Unit load vehicles, tugs, and forklifts – various types of industrial robots

Setting aside the level of autonomy, both AGVs and AMRs come in different shapes and sizes, depending on the functions required of them. Besides tugs, you can find e.g. automated/autonomous forklifts (both for horizontal transport and high-stacking), pallet jacks, and under rides/unit load vehicles. These vary between small and agile platforms that can only take light loads, to machines that can easily handle several tons of cargo.

If you require flexibility, the best solution would be picking AMRs with modular build. Their advantage lies in the fact that their work modules can be easily switched, allowing a single machine to work with varied cargos. For example, an under ride can be equipped with a lift, a coupler, or a roller module, depending on the work environment and the type of delivery.

AMRs – the future of intralogistics

To summarize the info gathered in this article – AGV (Automated Guided Vehicle) is the broadest category which includes all mobile robots (such as automated trolleys, self-driving forklifts etc.) and AMR (Autonomous Mobile Robot) is the most important among its subcategories. The other terms are either synonyms or refer to subcategories of these two. Although typical guided robots are still relevant in many factories and warehouses, more and more industries lean toward fully autonomous transport of materials and objects.
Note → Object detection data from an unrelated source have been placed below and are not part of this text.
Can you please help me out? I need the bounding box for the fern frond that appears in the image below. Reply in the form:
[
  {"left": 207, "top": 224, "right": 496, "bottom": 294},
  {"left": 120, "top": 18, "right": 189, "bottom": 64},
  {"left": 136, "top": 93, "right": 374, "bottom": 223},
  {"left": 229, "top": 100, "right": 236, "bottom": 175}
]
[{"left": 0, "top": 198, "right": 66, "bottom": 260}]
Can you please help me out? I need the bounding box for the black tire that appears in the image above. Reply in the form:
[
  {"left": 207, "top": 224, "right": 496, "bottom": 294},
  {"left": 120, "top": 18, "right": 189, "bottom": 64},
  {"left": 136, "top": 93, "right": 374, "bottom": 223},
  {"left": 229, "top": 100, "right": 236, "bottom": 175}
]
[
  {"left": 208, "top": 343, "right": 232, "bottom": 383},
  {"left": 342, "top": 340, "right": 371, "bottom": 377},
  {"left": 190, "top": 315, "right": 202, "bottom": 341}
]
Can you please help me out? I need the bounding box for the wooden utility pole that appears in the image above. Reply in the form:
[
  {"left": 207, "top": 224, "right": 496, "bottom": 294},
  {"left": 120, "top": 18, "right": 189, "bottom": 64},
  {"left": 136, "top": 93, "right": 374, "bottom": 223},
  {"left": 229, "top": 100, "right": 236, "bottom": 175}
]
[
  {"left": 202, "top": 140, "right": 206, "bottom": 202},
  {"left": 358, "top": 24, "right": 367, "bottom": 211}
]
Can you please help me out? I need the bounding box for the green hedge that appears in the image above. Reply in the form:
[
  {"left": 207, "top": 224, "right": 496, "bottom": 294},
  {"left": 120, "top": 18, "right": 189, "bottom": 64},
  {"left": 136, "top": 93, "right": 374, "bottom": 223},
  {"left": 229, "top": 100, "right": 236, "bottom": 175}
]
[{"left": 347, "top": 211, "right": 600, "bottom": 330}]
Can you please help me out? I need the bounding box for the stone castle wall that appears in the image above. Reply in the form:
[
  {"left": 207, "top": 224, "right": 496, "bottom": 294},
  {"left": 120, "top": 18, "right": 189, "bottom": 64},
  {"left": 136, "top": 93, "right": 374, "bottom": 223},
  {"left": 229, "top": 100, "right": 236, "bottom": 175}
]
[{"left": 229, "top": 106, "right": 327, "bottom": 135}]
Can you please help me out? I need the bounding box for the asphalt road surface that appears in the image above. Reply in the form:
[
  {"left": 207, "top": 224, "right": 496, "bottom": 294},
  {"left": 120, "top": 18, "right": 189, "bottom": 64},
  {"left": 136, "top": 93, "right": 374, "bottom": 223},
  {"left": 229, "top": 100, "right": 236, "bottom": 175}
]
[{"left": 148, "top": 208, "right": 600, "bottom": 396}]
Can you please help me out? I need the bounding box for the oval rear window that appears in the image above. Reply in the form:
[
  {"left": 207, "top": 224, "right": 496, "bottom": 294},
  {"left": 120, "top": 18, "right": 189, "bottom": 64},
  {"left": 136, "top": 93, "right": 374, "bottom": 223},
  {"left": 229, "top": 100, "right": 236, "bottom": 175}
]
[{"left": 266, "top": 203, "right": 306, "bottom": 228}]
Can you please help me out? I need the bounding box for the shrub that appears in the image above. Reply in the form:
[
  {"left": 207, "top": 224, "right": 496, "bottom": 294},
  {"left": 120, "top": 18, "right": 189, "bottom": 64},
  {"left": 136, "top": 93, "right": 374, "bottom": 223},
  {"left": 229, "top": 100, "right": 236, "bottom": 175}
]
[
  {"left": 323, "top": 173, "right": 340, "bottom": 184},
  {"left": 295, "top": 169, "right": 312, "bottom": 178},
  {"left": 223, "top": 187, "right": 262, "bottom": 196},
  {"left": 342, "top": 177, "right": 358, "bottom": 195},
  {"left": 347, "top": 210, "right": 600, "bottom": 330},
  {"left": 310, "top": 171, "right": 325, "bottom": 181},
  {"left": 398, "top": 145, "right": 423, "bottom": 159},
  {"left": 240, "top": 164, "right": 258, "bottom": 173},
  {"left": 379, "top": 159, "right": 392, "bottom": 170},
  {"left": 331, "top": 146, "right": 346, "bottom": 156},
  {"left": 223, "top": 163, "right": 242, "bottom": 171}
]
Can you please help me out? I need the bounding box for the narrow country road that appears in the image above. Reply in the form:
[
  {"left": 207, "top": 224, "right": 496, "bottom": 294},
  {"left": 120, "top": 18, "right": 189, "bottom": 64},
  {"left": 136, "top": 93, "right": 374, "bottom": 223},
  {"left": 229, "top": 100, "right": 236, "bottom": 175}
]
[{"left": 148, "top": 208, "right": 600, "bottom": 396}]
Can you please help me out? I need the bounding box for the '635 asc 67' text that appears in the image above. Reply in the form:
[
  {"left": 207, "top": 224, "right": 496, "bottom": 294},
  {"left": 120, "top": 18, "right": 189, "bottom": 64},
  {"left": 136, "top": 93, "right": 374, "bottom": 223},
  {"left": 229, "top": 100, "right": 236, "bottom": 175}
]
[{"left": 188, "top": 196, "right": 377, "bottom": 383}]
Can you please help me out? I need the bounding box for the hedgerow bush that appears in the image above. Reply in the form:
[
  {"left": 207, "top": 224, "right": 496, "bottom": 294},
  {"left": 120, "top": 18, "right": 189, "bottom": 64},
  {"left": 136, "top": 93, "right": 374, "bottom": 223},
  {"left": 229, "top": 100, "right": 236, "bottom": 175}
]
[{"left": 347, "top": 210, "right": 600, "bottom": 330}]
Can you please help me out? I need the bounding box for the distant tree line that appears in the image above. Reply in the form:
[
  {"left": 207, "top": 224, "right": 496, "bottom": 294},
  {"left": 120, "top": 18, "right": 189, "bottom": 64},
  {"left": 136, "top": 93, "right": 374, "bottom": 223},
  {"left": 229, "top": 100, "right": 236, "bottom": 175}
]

Thus, AMRs are on the rise and offer the greatest potential.

Despite many options available on the market, the differences between machines coming from various manufacturers are marginal at best (slight variations in navigation systems, load capacity etc.) – that’s why robots of this class have so many names. If you plan to introduce robots into your facilities, the choice of specific models should be based on a thorough analysis of your work environment’s implementation possibilities. Even the best robots won’t help if you can’t implement them properly. Another essential part, and a key issue, is efficient management – if you want to fully use your robot fleet’s capabilities, you’ll need the right software. The best one should be flexible, so it can be fitted to your specific needs, and enable easy management of the whole fleet of robots.